OpenHistoricalMap / issues

File your issues here, regardless of repo until we get all our repos squared away; we don't want to miss anything.
Creative Commons Zero v1.0 Universal
19 stars 1 forks source link

Add scale_rank=* (or something like that) to our rendering rules #544

Open jeffreyameyer opened 1 year ago

jeffreyameyer commented 1 year ago

Style change requested

Let the adventures begin... we currently don't have any mechanism for highlighting or bringing to the foreground (even for just a period) any sort of ranking of importance for features to stand out against others at zooms they might not normally be displayed.

For example, in many cities, small waterways were once more significant than they are today and perhaps have been even paved over.

Case in point: Shockoe Creek in Richmond, Virginia.

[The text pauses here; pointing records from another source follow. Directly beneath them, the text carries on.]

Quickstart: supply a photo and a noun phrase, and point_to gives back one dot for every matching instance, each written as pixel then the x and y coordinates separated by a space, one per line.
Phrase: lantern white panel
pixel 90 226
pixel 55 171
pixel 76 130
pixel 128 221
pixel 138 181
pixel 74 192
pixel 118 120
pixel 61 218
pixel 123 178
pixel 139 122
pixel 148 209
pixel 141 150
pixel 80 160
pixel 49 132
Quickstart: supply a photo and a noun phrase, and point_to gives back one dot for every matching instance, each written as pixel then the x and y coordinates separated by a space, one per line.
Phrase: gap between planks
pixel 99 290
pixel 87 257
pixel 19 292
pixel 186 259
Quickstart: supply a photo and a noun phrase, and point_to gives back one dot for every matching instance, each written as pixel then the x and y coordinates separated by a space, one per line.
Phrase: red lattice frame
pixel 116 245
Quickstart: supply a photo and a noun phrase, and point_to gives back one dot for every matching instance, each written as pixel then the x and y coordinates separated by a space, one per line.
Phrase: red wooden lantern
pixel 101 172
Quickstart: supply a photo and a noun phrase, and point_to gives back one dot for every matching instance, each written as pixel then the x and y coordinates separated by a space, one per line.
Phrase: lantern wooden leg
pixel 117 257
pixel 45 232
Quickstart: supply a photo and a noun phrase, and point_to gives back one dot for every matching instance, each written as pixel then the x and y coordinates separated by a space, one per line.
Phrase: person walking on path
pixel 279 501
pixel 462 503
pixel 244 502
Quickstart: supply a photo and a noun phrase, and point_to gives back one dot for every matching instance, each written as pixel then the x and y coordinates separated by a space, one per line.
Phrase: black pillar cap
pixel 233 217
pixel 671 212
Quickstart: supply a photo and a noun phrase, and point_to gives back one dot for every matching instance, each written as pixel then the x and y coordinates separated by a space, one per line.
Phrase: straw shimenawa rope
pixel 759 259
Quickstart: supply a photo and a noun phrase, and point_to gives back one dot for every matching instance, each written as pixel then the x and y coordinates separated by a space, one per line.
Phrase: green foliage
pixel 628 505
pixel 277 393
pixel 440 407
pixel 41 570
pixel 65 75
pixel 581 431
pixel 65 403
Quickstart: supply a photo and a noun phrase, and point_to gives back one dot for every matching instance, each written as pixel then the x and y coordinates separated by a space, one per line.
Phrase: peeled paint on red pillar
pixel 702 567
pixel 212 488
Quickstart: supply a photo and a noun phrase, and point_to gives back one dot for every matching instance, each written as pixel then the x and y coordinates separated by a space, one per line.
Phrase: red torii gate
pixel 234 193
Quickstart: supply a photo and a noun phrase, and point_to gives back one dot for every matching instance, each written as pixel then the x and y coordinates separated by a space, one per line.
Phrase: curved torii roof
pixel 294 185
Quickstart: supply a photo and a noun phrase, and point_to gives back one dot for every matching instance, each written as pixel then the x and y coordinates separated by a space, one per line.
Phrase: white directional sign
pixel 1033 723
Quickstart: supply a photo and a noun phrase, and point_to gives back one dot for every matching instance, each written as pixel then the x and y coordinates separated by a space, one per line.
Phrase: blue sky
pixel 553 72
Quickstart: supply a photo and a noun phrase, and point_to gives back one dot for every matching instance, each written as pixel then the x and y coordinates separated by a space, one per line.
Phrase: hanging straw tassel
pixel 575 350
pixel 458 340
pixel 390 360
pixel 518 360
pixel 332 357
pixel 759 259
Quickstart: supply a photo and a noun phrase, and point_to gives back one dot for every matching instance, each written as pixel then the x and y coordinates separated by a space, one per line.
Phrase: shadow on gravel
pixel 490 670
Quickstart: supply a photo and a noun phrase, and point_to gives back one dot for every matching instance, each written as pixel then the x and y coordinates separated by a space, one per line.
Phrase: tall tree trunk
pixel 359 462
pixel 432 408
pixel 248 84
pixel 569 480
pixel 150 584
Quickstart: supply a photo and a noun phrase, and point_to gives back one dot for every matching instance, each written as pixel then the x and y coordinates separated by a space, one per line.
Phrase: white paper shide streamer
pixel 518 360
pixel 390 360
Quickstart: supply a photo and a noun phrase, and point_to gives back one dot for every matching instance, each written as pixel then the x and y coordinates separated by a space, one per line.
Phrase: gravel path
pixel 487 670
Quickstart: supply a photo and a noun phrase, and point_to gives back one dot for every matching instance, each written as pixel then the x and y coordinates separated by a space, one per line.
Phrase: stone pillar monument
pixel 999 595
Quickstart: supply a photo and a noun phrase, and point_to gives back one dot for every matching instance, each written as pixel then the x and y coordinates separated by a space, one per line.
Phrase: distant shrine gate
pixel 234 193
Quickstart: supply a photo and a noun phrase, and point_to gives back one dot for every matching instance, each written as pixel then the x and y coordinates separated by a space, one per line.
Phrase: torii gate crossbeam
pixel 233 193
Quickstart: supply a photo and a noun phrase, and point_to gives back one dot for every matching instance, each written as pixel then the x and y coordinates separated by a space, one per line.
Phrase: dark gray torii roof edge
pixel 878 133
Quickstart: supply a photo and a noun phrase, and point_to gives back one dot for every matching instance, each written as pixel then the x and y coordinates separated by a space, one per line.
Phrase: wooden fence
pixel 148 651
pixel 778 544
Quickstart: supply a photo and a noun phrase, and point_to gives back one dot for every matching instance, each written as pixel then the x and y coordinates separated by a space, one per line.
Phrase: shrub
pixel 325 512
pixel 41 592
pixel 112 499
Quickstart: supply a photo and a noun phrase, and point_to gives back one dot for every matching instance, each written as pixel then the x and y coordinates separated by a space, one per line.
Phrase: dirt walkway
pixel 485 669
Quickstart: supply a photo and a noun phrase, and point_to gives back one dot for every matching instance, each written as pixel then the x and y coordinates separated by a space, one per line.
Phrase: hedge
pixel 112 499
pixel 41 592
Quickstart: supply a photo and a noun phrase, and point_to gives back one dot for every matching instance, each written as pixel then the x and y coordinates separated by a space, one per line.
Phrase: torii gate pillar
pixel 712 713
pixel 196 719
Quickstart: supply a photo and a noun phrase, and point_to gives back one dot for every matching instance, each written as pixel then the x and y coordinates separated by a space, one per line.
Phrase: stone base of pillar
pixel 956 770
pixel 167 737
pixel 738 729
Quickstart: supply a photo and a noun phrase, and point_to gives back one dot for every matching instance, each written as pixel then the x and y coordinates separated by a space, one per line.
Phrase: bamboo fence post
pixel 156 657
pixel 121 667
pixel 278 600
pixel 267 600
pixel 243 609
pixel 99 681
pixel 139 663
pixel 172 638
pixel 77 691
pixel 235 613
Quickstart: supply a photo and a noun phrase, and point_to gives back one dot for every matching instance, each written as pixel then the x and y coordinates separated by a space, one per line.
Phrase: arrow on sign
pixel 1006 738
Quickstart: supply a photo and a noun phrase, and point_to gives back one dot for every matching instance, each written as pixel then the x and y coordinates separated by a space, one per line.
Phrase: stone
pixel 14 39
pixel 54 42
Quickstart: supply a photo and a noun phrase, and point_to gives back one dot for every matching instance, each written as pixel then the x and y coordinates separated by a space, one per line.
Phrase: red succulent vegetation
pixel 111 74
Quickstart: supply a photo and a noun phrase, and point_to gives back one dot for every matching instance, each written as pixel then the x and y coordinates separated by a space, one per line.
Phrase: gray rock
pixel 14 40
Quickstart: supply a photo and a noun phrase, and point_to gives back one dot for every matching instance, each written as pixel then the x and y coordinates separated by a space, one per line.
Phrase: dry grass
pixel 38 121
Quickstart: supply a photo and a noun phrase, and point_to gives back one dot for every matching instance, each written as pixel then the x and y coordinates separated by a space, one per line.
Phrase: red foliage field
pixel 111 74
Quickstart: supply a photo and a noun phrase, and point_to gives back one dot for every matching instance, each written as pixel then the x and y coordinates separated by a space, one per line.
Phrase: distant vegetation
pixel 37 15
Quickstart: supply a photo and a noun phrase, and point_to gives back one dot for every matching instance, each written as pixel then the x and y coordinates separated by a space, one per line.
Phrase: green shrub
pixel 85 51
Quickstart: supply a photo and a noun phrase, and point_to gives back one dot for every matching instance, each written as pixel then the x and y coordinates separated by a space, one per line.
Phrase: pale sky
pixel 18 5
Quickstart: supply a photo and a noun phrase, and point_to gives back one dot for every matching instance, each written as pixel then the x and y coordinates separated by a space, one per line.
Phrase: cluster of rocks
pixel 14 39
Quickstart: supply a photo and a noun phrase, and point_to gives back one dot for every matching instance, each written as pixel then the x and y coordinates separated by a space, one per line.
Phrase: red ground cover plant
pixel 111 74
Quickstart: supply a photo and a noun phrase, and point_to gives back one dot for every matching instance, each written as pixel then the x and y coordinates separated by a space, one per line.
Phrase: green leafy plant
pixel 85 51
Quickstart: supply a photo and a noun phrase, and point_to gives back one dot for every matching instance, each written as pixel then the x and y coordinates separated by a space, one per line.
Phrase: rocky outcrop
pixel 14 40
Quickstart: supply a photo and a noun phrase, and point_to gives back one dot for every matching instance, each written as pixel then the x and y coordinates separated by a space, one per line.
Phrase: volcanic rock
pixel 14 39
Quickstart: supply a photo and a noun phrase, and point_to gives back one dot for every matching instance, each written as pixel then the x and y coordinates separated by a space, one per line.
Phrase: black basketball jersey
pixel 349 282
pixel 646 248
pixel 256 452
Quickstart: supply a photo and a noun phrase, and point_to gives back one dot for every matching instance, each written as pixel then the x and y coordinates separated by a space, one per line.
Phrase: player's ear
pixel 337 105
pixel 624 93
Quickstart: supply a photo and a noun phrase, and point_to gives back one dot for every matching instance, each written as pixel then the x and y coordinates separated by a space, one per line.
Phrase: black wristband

It's the creek that runs pretty much straight north through the center of Richmond, up from the James River, and then bends west.

Every old map considered this creek significant enough to depict:

1864 Richmond Map image

1856 Richmond Map image

In addition, this creek shaped the naming of a nearby hill (maybe the hill named the creek?) and two different Richmond neighborhoods - Shockoe Slip & Shockoe Bottom.

It was even the border of an expansion of the city boundaries in 1867. image

Now, it's either dried up, had highways built over it: image

Unfortunately, two things are at hand: (1) OSM/OHM doesn't currently render natural=water + water=stream (there's no water=creek tag...) at any zoom... and (2) even if they did, it would not likely do so at browser zoom=13, which the old maps roughly did. image

Users could get around this to some degree by tagging the creeks with water=river, but tagging incorrectly seems to be a much worse practice than adding rendering-specific methods.

So... perhaps we could do the following:

(a) start rendering water=stream at browser zoom=18 or thereabouts for all times: image

and

(b) enable scale_rank tagging so that if this tiny creek were labeled with scale_rank=13, it would start showing up at browser zoom=13. Users could then time-bound that scale_rank such that it would revert to its natural rendering rules as its historical importance diminished.

Affected Tag or Tags

I think we have to add a new tag that will need to be accounted for in our vector tile filters, as well as our stylesheets (or maybe just the vector tile filters?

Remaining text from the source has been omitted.